Person yang berasal dari kata latin persona artinya ’topeng’ dan/atau ’pemain sandiwara’, yang menunjukkan kesadaran tentang ’perasaan’ dan ’martabat manusia dalam hubungannya dengan orang lain’. Di dalam bahasa teologis, ’persona’ dipakai sebagai terjemahan bagi kata Yunani ’hypostatis’ yang artinya ’yang-berdiri-di-bawah’, dimana hal ini sangat erat hubungannya dengan kata Yunani lain semacam ousia atau substansi. Sementara ’individu’ berasal dari kata latin dividere yang berarti membagikan dan dalam kesadaran pemikiran Yunani sering dirumuskan sebagai ’indivisum in se, et divisum a quolibet alio’ yang artinya ’tak terbagi di dalam diri sendiri, dan terpisah dari segala yang lain’. Istilah ini menunjukkan keseluruhan, totalitas dan subsistensi manusia.

Pada umumnya yang berhubungan dengan manusia, baik ’person’ maupun ’individu’ memiliki macam-macam arti; manusia, orang, yang-bertanggungjawab (hukum), yang-tersendiri dan lain-lain. Kedua-duanya kerap dipakai sebagai sinonim untuk mengungkapkan manusia sebagai ’substansi komplit dan konkret’. Bila manusia dibandingkan dengan yang-bukan-manusia, maka ’person’ dikhususkan bagi manusia sendiri untuk menegaskan transendensinya dengan-yang-lain misalnya terhadap hewan, sedang ’individu’ dipakai untuk yang infrahuman (sesama manusia) itu dalam keunikan dan kekhasannya terhadap orang-lain.

Person

Manusia mengalami dan mengakui dirinya sebagai manusia yang unik dalam multidimensional yang fokus dan bersatu padu. Semua dimensi manusia dieratkan dan diorganisir dalam kesadarannya. Manusia mengalami dirinya sebagai pusat konsentrasi yang mutlak; sebagai sumber yang tak dapat diambil alih (incommunicability); sebagai gaya yang meresapi semua bentuk. Kesadaran orang itu tampak sebagai ‘gaya hidup’, sebagai suatu spirit yang memijarkan semua fenomena dan segala aspek yang ada padanya (inner beauty), sehingga semua mendapat warna yang serba unik dan memperlihatkan intensi (arah) yang serba pribadi. Keunikan menurut menurut gaya ini disebut dengan keunikan spiritual manusia, dan itu diungkapkan dengan istilah; personalitas (adanya-person) atau kepribadian.

Ada kecenderungan untuk mengatakan bahwa ‘person’ ialah manusia sejauh didekati dan dialami dari dalam, dan menurut keinsafan sendiri.
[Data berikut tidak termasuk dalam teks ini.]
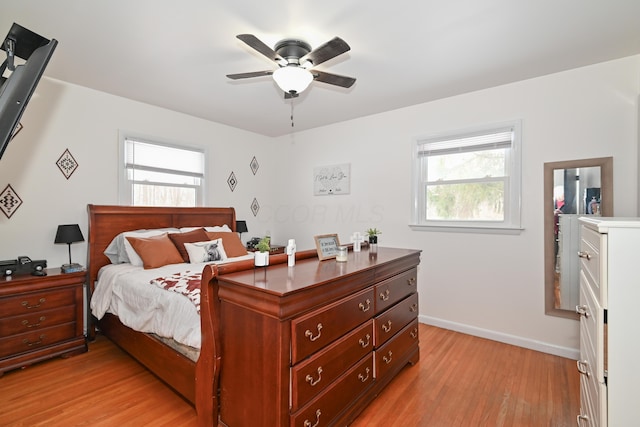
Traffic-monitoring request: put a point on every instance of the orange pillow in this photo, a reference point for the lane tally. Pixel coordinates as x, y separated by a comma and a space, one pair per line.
230, 241
179, 239
155, 251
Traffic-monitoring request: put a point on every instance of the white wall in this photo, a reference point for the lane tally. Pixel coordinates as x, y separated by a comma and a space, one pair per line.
490, 285
87, 122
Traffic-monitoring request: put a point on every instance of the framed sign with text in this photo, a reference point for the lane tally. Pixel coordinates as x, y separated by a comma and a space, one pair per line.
327, 246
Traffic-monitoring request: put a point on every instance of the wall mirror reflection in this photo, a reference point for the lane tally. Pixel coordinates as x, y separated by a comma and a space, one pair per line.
571, 189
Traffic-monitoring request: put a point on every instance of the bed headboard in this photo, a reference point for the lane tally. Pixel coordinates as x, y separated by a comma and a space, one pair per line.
106, 222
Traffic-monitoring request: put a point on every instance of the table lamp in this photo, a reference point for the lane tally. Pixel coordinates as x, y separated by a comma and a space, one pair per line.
69, 233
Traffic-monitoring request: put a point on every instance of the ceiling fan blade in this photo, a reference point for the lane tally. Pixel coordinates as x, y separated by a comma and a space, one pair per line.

Kesadaran akan keunikan ini justeru terjadi di dalam korelasi dengan yang-lain yang juga dikenal dari luar. Menurut gaya itu manusia membedakan diri dari semua yang-lain. Dalam pada itu terdapat warna kesadaran yang di/menemukan satu-satunya sumber pada manusia sendiri, hingga konsentrasi manusia itu menunjukkan adanya suatu kesadaran intim yang mendalam dan bersifat singular.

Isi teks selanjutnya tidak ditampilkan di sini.